Thoracic spine mobility

We spend the first 9 months of our development in a fetal position and by the age of about four years old we have achieved an upright position. Our movement patterns do not support a healthy dynamic upright posture and it seems that we slip back into the fetal position at an earlier age.

The usual culprits spring to mind.

  • sitting for prolonged periods
  • stress breathing (scalenes, scm, pec minor) muscles over active
  • moving in limited planes (sagittal plane)
  • poor exercise choices (sitting on machines in gym)

Many cervical spine restrictions, shoulder impingement and lower back pain syndromes are caused by a Thoracic spine that is kyphotic and lacks decent extension.

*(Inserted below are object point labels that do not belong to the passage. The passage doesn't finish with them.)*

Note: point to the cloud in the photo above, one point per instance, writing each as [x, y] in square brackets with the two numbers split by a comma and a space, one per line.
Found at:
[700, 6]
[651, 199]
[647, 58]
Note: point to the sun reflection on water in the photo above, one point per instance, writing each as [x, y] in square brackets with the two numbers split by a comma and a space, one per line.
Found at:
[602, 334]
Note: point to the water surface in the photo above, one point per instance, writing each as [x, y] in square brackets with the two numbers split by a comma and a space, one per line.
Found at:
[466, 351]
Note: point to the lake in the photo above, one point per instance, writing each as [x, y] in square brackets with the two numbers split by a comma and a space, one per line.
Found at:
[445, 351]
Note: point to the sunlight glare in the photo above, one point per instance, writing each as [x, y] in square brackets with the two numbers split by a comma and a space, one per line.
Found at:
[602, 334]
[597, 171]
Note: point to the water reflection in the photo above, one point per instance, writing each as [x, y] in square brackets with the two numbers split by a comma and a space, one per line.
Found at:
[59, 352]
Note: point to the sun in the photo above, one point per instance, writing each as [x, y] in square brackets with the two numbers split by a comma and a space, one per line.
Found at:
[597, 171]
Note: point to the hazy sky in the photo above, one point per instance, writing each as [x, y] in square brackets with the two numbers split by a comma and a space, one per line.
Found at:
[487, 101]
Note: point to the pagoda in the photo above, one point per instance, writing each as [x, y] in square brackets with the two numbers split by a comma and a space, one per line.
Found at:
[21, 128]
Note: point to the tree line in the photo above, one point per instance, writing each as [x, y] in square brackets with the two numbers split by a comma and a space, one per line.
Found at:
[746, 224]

kyphosis, pokey chin, internally rotated shoulders

Lumbar lordosis that is excessive can cause the lower ribs to flare and result in a Diaphragm that is lengthened and weak. This can lead to upper chest breathing patterns and a high threshold strategy.


Place your client against a wall in the anatomical man position. The heels, butt, upper back, back of head and arms including the fingers should sit comfortably against the wall. If this is a struggle you can assume there is a restriction in the Thoracic spine.

Wall test

To make it a bit more stressful but also more accurate place the hands in an under arrest position. Watch for increased lumbar lordosis, pokey chin and hands leaving the wall.

Under arrest position

Place your hands on the ribs and push back towards the wall. If the chin lifts up and the hands come off the wall the Thoracic spine is restricted. A fully mobile Thoracic spine would extend and the chin and arms would not have to compensate.

Pushing the ribs down

A more general test is the overhead squat with raised arms. If your client pitches forward and cannot maintain an upright posture you can assume a limited Thoracic spine.

Overhead deep squat





The testing and treatment of the Thoracic spine I have demonstrated above is just the tip of the ice berg. There are many other tests and treatment protocols. The take home message for today is that as therapists or yoga teachers when we are confronted with a client presenting with pain in the shoulder, cervical spine or lower back instead of treating the pain site we can look a bit deeper and possibly treat the pain source.